Еще один важный аспект заключается в том, что отношение сигнал/шум может привести к сбою вычислительного конвейера в обнаружении определенных пятен мРНК. Мы обнаружили, что увеличение отношения сигнал/шум может быть достигнуто путем нахождения оптимальной концентрации зондов. Оптимальное разведение может отличаться в зависимости от состава каждого набора зондов, включая конъюгированный краситель и олигонуклеотидный состав. Мы рекомендуем попробовать разные разведения; Окончательное разбавление 200 нМ дало наилучшее соотношение сигнал/шум для взрослых тканей в этих экспериментах.
С помощью метода smFISH можно количественно оценить количество вновь синтезированных РНК в очагах ТС. Когда ген активно транскрибируется, в ТС одновременно продуцируются несколько зарождающихся РНК. В результате интенсивность ТС превзойдет интенсивность зрелой цитоплазматической РНК, и эта особенность в сочетании с ее ядерной локализацией может дифференцировать ТС от отдельных цитоплазматических РНК. В контексте биологии мышц обнаружение и количественная оценка TS особенно важны для определения синхронизации транскрипции специфического гена между мышечными ядрами в пределах одного синцития. Однако этот вычислительный конвейер не предназначен для дифференциации цитоплазматических мРНК и TS-сигналов.
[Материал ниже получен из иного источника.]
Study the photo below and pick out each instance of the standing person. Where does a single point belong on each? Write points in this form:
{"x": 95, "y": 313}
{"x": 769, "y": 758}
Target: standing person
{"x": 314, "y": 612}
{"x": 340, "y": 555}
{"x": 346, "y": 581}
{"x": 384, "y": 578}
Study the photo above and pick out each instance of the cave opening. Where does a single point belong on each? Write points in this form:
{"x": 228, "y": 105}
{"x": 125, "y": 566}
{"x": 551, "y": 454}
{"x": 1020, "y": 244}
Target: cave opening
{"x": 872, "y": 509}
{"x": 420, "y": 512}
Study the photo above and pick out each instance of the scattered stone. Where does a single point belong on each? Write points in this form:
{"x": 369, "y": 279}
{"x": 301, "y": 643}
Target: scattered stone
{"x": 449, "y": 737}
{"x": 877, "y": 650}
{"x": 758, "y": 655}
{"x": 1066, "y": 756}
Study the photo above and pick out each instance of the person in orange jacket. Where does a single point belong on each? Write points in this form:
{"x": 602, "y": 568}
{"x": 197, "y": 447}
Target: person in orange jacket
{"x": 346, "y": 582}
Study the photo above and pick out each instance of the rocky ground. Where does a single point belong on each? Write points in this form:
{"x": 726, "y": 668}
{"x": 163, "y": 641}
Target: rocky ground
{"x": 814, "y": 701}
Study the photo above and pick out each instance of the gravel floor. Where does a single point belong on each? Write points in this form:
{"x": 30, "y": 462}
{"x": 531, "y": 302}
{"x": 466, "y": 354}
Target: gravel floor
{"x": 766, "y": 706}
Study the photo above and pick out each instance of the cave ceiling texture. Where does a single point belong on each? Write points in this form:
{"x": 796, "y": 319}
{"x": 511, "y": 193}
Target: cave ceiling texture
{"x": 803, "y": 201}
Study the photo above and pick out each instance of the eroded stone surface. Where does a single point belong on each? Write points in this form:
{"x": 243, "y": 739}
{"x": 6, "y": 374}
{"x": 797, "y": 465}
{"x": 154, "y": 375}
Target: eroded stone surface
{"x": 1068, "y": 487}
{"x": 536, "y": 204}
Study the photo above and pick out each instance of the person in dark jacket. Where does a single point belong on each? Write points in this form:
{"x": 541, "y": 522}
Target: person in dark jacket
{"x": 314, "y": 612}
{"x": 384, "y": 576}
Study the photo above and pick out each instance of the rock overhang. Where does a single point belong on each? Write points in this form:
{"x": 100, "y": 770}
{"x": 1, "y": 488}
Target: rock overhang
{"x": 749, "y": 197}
В качестве альтернативы мы предлагаем комбинировать этот метод smFISH с другими хорошо зарекомендовавшими себя инструментами анализа smFISH, такими как BayFISH или FISH-quant29,30. Было доказано, что эти инструменты облегчают автоматизированную сегментацию и расчет интенсивности флуоресценции агрегатов РНК с замечательной точностью.
Наконец, несмотря на то, что smFISH обнаруживает молекулы мРНК с высоким пространственным разрешением, он ограничен одновременным анализом небольшого количества мРНК. Многомасштабные методы, такие как merFISH (мультиплексная флуоресцентная гибридизация in situ ), позволяют проводить одновременный анализ большого количества различных мРНК31. Комбинируя олигонуклеотидные зонды и коды, исправляющие ошибки, этот метод облегчает обнаружение сотен видов РНК в отдельных клетках.
The authors have nothing to disclose.
Мы благодарим Алена Винсента за критическое прочтение рукописи. Мы благодарим Рут Леманн (Ruth Lehmann) за предоставление антител к Zfh1. Мы выражаем признательность Стефани Дутертре (Stephanie Dutertre) и Ксавье Пинсону (Xavier Pinson) за помощь в проведении конфокальной микроскопии на платформе МРической визуализации. EL поддерживается докторской стипендией от ministère de l’enseignement supérieur et de la recherche scientifique. АН проводится при поддержке AFM-Telethon Ph.D. fellowship 23846. TP финансируется за счет гранта DAF Chan Zuckerberg Initiative для T.P. (2019-198009). HB поддерживается CNRS, программой Atip Avenir и грантом AFM-Telethon на батуте 23108.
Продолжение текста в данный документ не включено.